How do you defeat ISIS when the more you smash them on the ground, the more they grow in cyberspace? How do you compromise with ISIS when their only goal is that all of the world must incorporate itself into their caliphate? This is self-evidently impossible to compromise on. How do you defeat something like that? You really can’t.
Sean Illing
Our perceptions of reality have always been shaped by narratives, but social media has opened up a whole new battleground of competing narratives, which leaves us in a weird and unstable place.
David Patrikarakos
No question. Social media was sold to us as this information utopia, this network that was transnational but would bring us all together. In many ways this is true — if you and I are friends on Facebook and I’m in London and you’re in New York or DC, we can hop on Messenger and chat instantly with each other. And that brings people together.
But social media also cocoons us: It self-organizes us into groups of like-minded believers who share the same views, the same beliefs, the same prejudices. And they post articles. Most people now, especially young people, get their news from social media. So people aren’t going directly to the news sources; they’re getting cherry-picked answers.

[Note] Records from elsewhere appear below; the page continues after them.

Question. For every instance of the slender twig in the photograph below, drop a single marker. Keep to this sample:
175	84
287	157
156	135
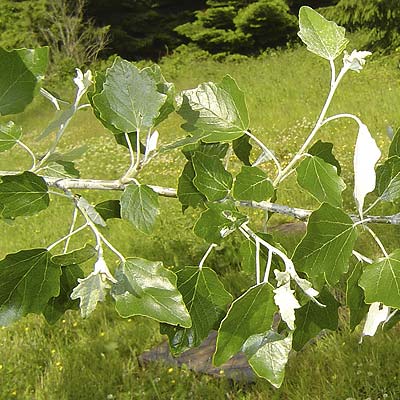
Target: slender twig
100	237
268	266
361	257
267	151
316	128
258	268
377	240
206	254
132	159
49	248
298	213
73	222
29	151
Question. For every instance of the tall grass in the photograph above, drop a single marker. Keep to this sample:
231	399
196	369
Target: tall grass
97	358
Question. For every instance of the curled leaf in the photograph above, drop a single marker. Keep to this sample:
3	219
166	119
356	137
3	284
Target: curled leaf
356	60
377	314
366	155
285	300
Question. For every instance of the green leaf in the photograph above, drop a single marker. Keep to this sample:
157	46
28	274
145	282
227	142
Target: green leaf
268	355
121	139
211	179
76	256
324	252
206	300
22	72
324	150
247	254
61	118
139	205
187	193
24	194
91	212
109	209
29	279
9	135
311	319
242	148
252	184
322	37
321	180
381	281
147	288
355	296
57	306
90	290
250	314
209	149
129	99
394	149
219	109
218	221
388	179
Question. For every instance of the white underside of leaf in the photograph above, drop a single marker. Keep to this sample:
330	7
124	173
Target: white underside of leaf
377	314
287	303
366	155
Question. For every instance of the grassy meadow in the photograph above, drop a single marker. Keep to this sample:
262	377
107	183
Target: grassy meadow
97	358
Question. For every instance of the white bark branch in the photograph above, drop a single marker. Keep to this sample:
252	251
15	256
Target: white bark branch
298	213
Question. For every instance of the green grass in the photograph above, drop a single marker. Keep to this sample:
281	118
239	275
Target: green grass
97	358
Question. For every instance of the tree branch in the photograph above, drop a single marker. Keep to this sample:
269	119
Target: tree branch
298	213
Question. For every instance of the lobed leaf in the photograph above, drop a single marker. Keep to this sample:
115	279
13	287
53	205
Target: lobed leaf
139	205
147	288
129	100
24	194
22	72
322	37
311	319
252	184
28	280
217	109
268	355
211	178
321	180
250	314
206	300
381	281
324	252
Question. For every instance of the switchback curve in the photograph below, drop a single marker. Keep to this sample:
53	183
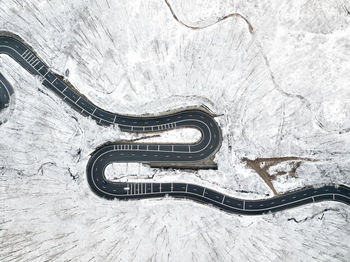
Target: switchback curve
197	155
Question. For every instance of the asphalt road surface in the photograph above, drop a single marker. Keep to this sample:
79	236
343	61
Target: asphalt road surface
195	155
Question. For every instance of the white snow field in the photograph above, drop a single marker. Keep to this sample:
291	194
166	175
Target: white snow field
275	72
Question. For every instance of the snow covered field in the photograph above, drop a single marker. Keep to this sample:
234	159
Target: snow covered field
277	76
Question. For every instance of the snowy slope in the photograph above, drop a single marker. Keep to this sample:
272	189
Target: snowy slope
280	89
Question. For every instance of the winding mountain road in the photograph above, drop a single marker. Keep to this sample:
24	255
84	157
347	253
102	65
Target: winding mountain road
197	155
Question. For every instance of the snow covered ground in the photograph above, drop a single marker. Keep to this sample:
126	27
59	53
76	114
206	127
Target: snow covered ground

This is what makes it such a powerful tool of propaganda and exploitation. In wartime, it yet again reinforces your worldview. And when this happens, when you’re on this social media platform and all your friends are sharing largely similar stuff, a compromise with people of opposing views becomes harder. The ability to even understand an opposing view becomes harder. Because with everything you’re reading, not only are the opposing views wrong, it’s mendacious, it’s evil, it’s a lie.
Sean Illing
So what matters most now is how well and how completely one side can advance a narrative that supports the version of reality they want people to believe.
David Patrikarakos
Twenty years ago, everyone watched CNN or BBC or whatever and drew their own conclusions from it. Unless they were on the ground themselves, people were seeing the same footage, the same reality, produced by media organizations with professional journalists.

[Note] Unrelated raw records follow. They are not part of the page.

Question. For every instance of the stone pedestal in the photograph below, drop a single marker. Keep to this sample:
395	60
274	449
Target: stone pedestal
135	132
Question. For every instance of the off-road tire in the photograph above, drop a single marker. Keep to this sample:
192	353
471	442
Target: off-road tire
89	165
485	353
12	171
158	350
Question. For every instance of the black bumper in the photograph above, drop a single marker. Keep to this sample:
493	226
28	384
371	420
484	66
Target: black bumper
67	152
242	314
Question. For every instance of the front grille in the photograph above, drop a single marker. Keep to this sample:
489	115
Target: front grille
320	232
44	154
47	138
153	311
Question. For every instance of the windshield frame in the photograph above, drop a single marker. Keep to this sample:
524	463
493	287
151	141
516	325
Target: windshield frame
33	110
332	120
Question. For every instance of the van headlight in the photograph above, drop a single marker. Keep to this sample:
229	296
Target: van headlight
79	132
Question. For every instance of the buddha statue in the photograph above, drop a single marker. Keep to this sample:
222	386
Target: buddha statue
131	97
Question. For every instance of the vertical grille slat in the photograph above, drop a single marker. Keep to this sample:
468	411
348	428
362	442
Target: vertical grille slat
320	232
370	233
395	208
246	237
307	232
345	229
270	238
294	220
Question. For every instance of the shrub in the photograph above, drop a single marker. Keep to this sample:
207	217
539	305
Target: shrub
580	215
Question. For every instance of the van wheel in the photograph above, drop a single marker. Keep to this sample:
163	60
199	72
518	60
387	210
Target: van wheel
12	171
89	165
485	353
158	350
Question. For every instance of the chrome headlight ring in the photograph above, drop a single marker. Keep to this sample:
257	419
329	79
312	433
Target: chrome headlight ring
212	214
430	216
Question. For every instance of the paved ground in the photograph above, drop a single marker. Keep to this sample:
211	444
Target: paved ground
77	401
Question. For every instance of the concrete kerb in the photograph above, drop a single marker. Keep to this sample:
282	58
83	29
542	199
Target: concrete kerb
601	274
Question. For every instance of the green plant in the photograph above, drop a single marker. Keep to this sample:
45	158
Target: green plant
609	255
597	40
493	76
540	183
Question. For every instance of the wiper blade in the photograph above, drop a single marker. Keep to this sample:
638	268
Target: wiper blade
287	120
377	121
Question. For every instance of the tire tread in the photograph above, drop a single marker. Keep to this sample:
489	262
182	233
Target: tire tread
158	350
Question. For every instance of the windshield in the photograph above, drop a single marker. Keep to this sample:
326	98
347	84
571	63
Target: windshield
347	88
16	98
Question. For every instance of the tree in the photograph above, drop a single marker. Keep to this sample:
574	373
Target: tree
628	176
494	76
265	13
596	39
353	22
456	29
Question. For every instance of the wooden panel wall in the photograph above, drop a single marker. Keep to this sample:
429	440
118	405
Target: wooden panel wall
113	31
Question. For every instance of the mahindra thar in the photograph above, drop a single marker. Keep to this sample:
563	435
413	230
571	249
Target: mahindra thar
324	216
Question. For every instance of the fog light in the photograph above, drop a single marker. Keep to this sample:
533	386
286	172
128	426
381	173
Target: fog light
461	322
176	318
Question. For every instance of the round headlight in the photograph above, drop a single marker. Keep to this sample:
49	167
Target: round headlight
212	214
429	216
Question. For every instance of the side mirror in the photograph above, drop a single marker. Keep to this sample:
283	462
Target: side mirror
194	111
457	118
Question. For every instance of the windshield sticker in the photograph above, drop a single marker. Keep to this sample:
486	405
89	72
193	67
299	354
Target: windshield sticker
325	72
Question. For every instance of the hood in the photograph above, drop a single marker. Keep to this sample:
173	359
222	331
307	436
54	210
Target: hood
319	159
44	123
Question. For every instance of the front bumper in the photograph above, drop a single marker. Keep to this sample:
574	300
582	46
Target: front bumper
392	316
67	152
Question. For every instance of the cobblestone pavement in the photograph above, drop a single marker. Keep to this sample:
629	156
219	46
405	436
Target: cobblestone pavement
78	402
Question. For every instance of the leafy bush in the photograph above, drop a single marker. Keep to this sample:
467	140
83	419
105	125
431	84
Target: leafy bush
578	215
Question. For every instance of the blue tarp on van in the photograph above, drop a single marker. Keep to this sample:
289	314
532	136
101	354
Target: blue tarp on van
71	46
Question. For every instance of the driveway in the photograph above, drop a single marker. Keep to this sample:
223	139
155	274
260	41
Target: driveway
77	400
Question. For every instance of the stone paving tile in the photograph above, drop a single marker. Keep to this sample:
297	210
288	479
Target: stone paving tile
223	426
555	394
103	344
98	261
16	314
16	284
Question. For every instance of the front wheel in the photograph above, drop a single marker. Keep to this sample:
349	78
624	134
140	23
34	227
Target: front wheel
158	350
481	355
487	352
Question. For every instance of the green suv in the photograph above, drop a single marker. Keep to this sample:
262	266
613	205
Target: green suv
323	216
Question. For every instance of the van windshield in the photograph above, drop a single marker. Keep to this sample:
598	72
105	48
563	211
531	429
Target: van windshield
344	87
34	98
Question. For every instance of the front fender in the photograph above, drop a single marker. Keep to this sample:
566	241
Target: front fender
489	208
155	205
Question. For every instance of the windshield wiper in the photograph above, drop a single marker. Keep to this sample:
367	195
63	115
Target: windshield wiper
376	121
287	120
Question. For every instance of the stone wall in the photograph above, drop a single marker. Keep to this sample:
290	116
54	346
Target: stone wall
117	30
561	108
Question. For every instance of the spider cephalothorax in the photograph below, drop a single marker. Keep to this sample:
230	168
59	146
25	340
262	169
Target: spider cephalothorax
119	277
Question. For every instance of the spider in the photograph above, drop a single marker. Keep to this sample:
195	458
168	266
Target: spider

But this is not the world we inhabit anymore. People construct their own realities now, and they live in echo chambers that confirm their preexisting prejudices. Social media has made this possible, and it’s both new and dangerous.
Sean Illing
But state actors are exploiting these platforms as well, and they have the means and resources to exploit it even better than citizens or networks of citizens can.
David Patrikarakos
Absolutely. The ones that are smart about this are taking full advantage of these tools. Russia, as you know, is way ahead of everybody on this front. There was this utopian idea that the internet would set us free, and to a degree it has. But in the end, governments will always fire back.
Sean Illing
If both sides of a war can successfully communicate whatever version of reality they want, it’s hard to see how most wars could ever end.
David Patrikarakos
It’s tough. When war becomes politics, when does it end? Because politics never end. Obviously, there’s a point at which there has to be some acknowledgement of the realities, but where is that line? I don’t know. People seem quite able and happy to live in parallel universes. My honest feeling is that it’s going to get a lot worse before it gets any better, if it gets better at all.